What is sin(x)+cos(x) in terms of sine?

Question

286220 views around the world

You can reuse this answer
Creative Commons License

Answer 1 · 2015-04-15T18:47:39

Please see two possibilities below and another in a separate answer.

Using Pythagorean Identity

$sin^2x+cos^2x=1$ , so $cos^2x = 1-sin^2x$

$cosx = +- sqrt (1-sin^2x)$

$sinx + cosx = sinx +- sqrt (1-sin^2x)$

Using complement / cofunction identity

$cosx = sin(pi/2-x)$

$sinx + cosx = sinx + sin(pi/2-x)$

Answer 2 · 2017-08-19T14:01:13

I've learned another way to do this. (Thanks Steve M.)

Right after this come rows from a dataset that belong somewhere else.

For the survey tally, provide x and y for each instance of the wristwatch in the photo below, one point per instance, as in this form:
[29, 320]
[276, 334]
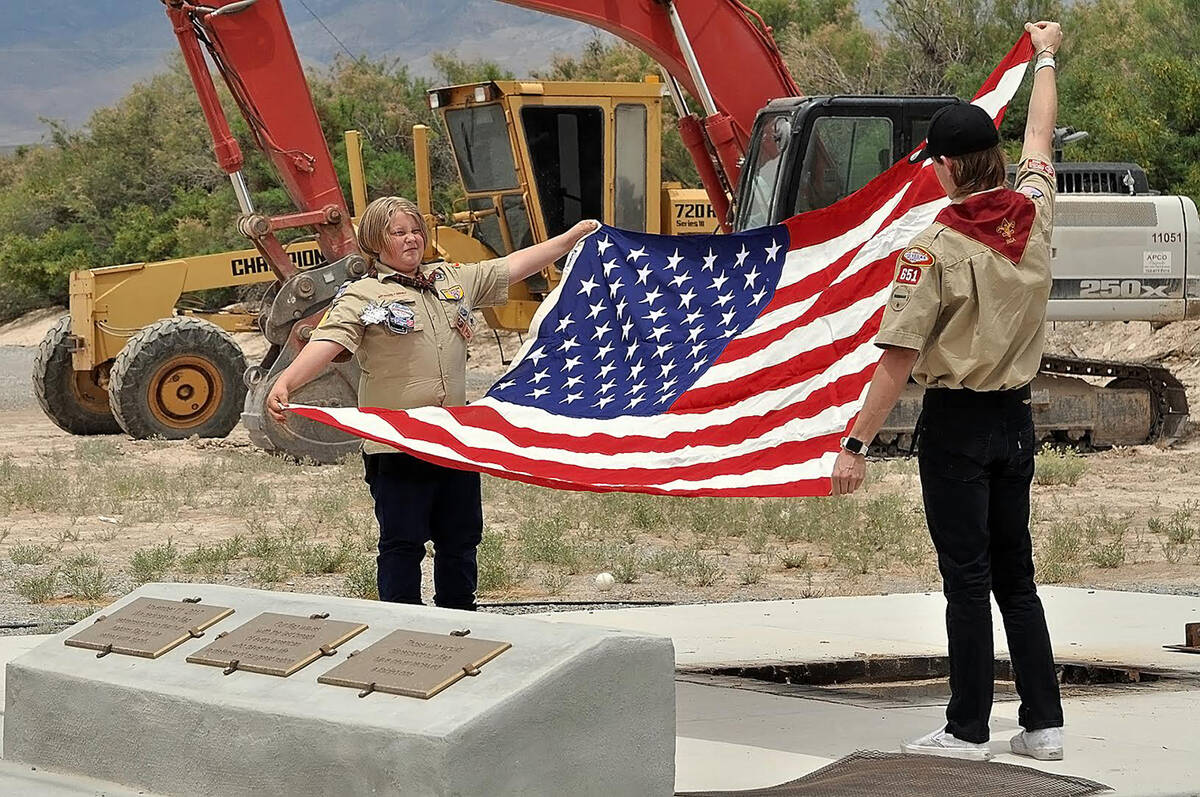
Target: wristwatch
[853, 445]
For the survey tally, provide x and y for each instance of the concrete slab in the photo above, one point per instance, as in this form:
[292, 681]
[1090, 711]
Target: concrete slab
[22, 780]
[702, 765]
[568, 709]
[10, 648]
[1139, 743]
[1085, 624]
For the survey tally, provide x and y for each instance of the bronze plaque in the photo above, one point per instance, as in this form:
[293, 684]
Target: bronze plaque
[276, 645]
[148, 627]
[413, 664]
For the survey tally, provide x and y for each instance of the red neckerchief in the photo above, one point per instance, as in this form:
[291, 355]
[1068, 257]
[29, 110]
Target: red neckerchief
[418, 281]
[1001, 220]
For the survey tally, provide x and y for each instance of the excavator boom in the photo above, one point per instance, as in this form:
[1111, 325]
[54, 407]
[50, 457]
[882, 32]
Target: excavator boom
[720, 51]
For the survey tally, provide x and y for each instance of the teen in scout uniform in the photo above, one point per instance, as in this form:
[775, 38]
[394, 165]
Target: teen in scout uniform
[409, 324]
[965, 319]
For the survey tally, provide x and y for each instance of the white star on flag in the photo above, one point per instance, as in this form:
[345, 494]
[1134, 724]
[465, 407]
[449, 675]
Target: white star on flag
[743, 387]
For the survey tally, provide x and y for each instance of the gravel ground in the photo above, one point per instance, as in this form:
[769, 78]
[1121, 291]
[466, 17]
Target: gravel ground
[16, 377]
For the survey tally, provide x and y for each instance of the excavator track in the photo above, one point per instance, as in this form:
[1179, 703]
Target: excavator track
[1139, 403]
[1168, 397]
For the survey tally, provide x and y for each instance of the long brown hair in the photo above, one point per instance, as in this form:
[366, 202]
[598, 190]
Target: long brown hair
[377, 219]
[978, 171]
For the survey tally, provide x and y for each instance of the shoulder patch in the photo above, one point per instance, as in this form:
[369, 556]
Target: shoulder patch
[917, 256]
[900, 297]
[1037, 165]
[909, 274]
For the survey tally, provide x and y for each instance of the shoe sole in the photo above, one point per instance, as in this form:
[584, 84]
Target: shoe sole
[1041, 755]
[947, 753]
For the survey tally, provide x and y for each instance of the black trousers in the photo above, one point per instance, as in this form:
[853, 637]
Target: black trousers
[417, 501]
[976, 460]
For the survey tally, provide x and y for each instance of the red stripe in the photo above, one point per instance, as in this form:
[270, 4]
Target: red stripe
[489, 418]
[804, 231]
[790, 453]
[867, 282]
[785, 375]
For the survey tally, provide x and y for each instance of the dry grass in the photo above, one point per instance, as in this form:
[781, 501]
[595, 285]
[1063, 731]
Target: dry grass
[192, 511]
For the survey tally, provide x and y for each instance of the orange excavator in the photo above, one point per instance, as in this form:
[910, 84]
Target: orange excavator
[763, 153]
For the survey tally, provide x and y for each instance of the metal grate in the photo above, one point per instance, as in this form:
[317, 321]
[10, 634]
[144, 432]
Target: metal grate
[1105, 214]
[868, 773]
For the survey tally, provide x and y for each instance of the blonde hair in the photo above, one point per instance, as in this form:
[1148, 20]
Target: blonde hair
[978, 171]
[377, 219]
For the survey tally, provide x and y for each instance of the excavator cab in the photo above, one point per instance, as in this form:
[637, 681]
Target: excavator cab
[808, 153]
[535, 157]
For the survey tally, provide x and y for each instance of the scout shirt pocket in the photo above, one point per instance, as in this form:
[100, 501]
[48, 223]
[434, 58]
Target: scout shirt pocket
[393, 327]
[456, 305]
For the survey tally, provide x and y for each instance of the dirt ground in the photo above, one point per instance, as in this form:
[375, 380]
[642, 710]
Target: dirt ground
[88, 519]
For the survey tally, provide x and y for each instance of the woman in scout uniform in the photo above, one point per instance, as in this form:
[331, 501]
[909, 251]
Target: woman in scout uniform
[965, 319]
[409, 324]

Suppose that $sinx+cosx=Rsin(x+alpha)$

Then

$sinx+cosx=Rsinxcosalpha+Rcosxsinalpha$

$=(Rcosalpha)sinx+(Rsinalpha)cosx$

The coefficients of $sinx$ and of $cosx$ must be equal so

$Rcosalpha = 1$
$Rsinalpha=1$

Squaring and adding, we get

$R^2cos^2alpha+R^2sin^2alpha = 2$ so $R^2(cos^2alpha+sin^2alpha) = 2$

$R = sqrt2$

And now

$cosalpha = 1/sqrt2$
$sinalpha = 1/sqrt2$

so $alpha = cos^-1(1/sqrt2) = pi/4$

$sinx+cosx = sqrt2sin(x+pi/4)$